We define risk as being comprised of three components: severity of impact, the probability of occurrence, and the ability to detect the event. The combination of these provide an overall risk assessment of a failure mode or a manner in which something can fail. We often apply this formula to code releases or for a more granular approach, we apply it to individual features within a release. By identifying the ways (failure modes) in which a feature could fail in production and giving that a score based on these three factors, we can quantify how much risk we have. We often teach this technique as a FMEA (failure mode effects analysis).
Risk = severity * probability * inability to detect
The most typical approach to risk mitigation has been an attempt to reduce the risk by reducing the probability. This is often done through rigorous requirements definition, thorough design reviews, and most often, lots of testing. The problem with this approach is that no matter how good we are, bugs will slip through. Users have different configurations than we have in our test environments or they use the product differently than we expect. A more recent approach to reducing the probability has been to deploy smaller changes. This was done by reducing development cycles or sprints to 1-2 weeks or in the extreme, employing continous deployment. The theory being the smaller the release, the fewer changes, and thus the less probability of failure.

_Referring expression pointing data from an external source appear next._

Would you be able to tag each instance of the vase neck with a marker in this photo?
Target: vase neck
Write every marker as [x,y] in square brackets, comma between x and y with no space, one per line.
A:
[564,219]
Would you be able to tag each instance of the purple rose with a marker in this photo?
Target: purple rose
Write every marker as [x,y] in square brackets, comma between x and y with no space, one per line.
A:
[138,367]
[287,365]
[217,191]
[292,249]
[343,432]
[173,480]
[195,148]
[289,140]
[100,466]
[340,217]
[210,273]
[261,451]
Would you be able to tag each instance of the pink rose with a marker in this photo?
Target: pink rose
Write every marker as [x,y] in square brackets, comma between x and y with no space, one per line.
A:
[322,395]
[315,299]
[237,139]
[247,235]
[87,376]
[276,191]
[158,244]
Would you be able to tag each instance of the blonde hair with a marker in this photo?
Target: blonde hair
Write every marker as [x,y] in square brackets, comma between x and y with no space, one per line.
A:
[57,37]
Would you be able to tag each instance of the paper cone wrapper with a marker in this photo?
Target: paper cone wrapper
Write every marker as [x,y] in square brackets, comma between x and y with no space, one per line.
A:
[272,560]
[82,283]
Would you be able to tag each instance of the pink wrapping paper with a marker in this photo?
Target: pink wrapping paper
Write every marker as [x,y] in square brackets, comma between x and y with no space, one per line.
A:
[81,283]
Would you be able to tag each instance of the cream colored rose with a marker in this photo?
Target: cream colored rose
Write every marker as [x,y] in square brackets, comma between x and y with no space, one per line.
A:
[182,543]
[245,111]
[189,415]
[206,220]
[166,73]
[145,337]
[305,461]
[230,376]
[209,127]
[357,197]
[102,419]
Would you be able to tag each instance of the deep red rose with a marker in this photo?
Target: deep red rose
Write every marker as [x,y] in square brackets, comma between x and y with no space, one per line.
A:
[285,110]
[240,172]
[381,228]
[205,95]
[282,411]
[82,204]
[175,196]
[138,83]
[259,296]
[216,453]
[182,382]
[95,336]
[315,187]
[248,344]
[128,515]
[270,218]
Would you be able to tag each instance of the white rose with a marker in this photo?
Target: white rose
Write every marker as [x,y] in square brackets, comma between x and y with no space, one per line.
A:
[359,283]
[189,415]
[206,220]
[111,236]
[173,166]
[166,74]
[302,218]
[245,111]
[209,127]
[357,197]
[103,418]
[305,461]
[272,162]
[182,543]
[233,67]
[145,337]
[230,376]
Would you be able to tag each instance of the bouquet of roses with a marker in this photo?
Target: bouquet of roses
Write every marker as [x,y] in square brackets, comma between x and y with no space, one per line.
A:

A different approach to risk reduction and mitigation is by attempting to reduce the severity factor. There are several ways in which we can attempt to do this. The first is through the use of monitoring. By monitoring business metrics (checkouts, listings, signups, etc) we can quickly identify if there is a problem. Continuous deployment requires a rigorous approach to monitoring in order to quickly identify the problem and rollback the changes, thus reducing the severity or impact of the problem to your customers.
Another approach to reducing the severity is by pushing code changes to a small set of your users. Ideally this should be done through “swim lanes” but it can also be accomplished manually. In a process that we call “incremental rollout”, you would deploy new code to a small set of your servers (1-5%) and watch for issues. Once you’re satisfied with that there are no issues, roll to a larger set of your servers. Continue this “roll, pause, and observe” cycle until you have the release completely deployed. Teams that employ this strategy often take days to deploye code changes but by doing so they have much less risks of a customer impacting problem.
There are lots of ways to approach risk mitigation and we should continue to add these approaches to our toolkits. Some approaches work better than others based on the team culture and product or service being offered.